Well, it didn't sound good enough to me by the way. Any suggestions ?


----------



## MissPrudish

No actually it sounds good enough I'd say
Many thanks for the translation ukuca.


----------



## ameana7

*"Cezen ömür boyu sevilmek hemde sevildiğini ihiç bilmeyerek"*
i want to say something about the turkish grammer. the correct sentence has to be "cezaN ömür boyu sevilmek; hem DE sevildiğini HİÇ bilmeden". the "de" has to be written seperatly because it means "also". it is a common mistake in turkish.


----------



## Chazzwozzer

I really wonder where you came across this sentence, because it has horrible mistakes that a native shouldn't have done! 
*Cezan ömür boyu sevilmek, hem de sevildiğini *i*hiç bilmeyerek.*




ukuca said:


> First of all, "cezen" looks like a misprint. Is it "*Cezan*" or *Cezam*" ? Or something else?
> 
> Any way, I assume that it is "cezan". Then my translation would be:
> *- Your sentence (punishment) will be being loved forever without even knowing that you had been loved.*
> 
> Well, it didn't sound good enough to me by the way. Any suggestions ?

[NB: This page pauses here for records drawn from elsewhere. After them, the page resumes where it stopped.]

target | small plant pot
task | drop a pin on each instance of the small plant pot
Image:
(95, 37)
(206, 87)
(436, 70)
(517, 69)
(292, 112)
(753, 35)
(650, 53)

How about this: *Your punishment is being loved in perpetuity without knowing that you are loved.

*I have a feeling that there's still something wrong in this, what do you think about my attemp?




ameana7 said:


> *"Cezen ömür boyu sevilmek hemde sevildiğini ihiç bilmeyerek"*
> i want to say something about the turkish grammer. the correct sentence has to be "cezaN ömür boyu sevilmek; hem DE sevildiğini HİÇ bilmeden". the "de" has to be written seperatly because it means "also". it is a common mistake in turkish.



Good point. Those who want to learn more about it should check this out.


----------



## MissPrudish

Chazzwozzer this was not written by a native, don't freak out


----------



## Chazzwozzer

Then that guy must be very good at Turkish, I'd say. It's an excellent sentence, actually.


----------



## MissPrudish

I thought you just said it was not!


----------



## Chazzwozzer

Spellingly not. Gramatically, perfect. Sounds like a real native.


----------